Peter Mandelson might be giving unofficial advice to Keir Starmer — but in his day job running lobbying firm Global Counsel, he is hiring former Conservative ministers, reveals SOLOMON HUGHES

PETER MANDELSON emerged as an “unofficial” adviser to Starmer’s team during the botched Hartlepool by-election. Morgan McSweeney, who is close to Mandelson, was Starmer’s chief of staff and is now Labour’s “elections director.”

Mandelson was one of the key — and controversial — architects of New Labour, shifting the party in a right-wing, pro-big business direction. Mandelson was Labour’s campaign director in the 2010 election: Labour lost that election, so, out of a job, Mandelson set up Global Counsel, which he co-owns with former Blair communications director Ben Wegg-Prosser.

Global Counsel promises to help big businesses with “Navigating politics, business and policymaking” and charges corporate clients for advice on how to “manage risk and see opportunities in politics, regulation and public policy.”

Global Counsel needs to show corporations they can work with the current Conservative government, so Mandelson has recently hired a former Tory MP, Seema Kennedy. Global Counsel describe her to clients as a “former UK government minister and senior political aide to prime minister Theresa May.”

Kennedy was MP for South Ribble until 2019 and served as parliamentary secretary to May, before becoming an immigration minister, where she defended tighter post-Brexit migration rules, the Home Office’s poor response to “Windrush” compensation and plans to send asylum-seekers back to “safe third countries.” Kennedy announced she was standing down in 2019 but seems to have maintained good relations with government: she was made a part-time director of water regulator Ofwat last November.

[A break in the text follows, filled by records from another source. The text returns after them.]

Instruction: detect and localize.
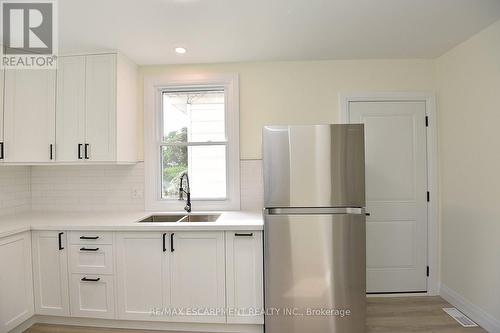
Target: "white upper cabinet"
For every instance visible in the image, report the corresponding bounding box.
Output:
[0,232,33,333]
[56,53,138,163]
[3,69,56,163]
[226,231,264,324]
[56,56,85,162]
[170,231,226,323]
[85,54,117,161]
[32,231,69,316]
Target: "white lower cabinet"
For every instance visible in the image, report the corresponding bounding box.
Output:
[32,231,69,316]
[69,231,115,319]
[0,232,34,333]
[69,274,115,319]
[170,231,226,323]
[226,231,264,324]
[6,227,263,333]
[116,232,170,320]
[116,231,226,323]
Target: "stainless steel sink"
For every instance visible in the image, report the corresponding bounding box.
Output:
[139,215,185,223]
[138,214,220,223]
[179,214,220,223]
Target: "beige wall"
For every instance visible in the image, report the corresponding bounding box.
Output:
[436,21,500,320]
[140,60,434,159]
[140,21,500,320]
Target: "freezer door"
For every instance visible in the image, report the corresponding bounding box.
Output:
[264,210,366,333]
[263,124,365,207]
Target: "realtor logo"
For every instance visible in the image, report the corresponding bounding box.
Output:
[1,0,57,69]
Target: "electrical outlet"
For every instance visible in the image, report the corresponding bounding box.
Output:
[131,188,144,199]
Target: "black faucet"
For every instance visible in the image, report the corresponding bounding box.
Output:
[179,172,191,213]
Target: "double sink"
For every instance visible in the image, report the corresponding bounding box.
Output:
[138,214,220,223]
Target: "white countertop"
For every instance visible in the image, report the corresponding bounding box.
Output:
[0,211,264,237]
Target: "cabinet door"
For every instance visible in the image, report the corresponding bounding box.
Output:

Kennedy told the advisory committee on business appointments — the toothless regulator of the “revolving door” between government and industry — that in her part-time role at Global Counsel she would chair round table meetings with clients and give “general political insights on commercial matters, drawing on my commercial and political experience.”

Global Counsel’s clients, who include Banco Santander and UK Finance, the City lobby group, will presumably be happy the firm is hiring former top Tories. Whether Labour Party members are as delighted to be reminded what their leader’s adviser does for a day job is another matter.